In order to leave comments, you need to log in

1 answer(s)

D

dmshar, 2021-11-26
@Antonio0608

It's strange, you've read a lot of books and articles, and you're asking some kind of .... strange question. And what can be predicted within the sample? Prediction is ALWAYS getting values outside of your original sample.
Well, the phrase that there is little information on the Internet is generally incomprehensible.
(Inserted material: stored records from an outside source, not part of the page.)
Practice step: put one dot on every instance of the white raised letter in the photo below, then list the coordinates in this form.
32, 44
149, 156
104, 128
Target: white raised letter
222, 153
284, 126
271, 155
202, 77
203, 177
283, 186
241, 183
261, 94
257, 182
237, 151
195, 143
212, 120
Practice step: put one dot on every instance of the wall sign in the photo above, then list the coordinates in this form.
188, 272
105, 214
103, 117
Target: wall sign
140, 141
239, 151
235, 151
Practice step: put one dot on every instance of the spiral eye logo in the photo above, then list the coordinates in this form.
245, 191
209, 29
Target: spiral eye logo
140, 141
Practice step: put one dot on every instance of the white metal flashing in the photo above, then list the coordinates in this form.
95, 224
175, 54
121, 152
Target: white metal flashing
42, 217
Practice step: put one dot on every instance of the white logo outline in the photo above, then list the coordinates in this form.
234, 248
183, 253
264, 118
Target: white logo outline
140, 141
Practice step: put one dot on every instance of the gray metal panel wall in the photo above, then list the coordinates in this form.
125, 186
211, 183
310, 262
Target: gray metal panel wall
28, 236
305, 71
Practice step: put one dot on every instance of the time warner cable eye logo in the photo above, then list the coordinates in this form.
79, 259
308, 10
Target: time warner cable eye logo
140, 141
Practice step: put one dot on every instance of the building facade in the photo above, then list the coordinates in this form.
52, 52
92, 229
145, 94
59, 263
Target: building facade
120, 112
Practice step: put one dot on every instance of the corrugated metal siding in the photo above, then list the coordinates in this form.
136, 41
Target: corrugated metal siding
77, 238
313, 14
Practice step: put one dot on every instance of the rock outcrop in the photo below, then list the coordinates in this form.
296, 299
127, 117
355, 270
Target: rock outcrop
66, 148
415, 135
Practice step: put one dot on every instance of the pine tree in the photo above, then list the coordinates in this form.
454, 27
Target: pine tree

There is not just a lot of information on this topic, but an extremely large amount.
Well, I just typed it into Google - and immediately:
https://habr.com/ru/post/495884
https://habr.com/ru/post/505338/
Maybe the problem is that you started studying immediately with neural networks without understanding the basics of machine learning?
In essence, the answer to the question is that in order to build a forecast "out of sample", you must first build a model (train the neural network on the training dataset), then validate the model (i.e. check the performance of the model on the test dataset), and only then set independent inputs variables (exactly - a point in time, and possibly - the values of other independent variables at this point in time) and the model should give you a predictable result.
But in order to better understand this, I recommend that you still get acquainted with the basic concepts of ML, including the theory of time series. Then there will be no such school questions in the future.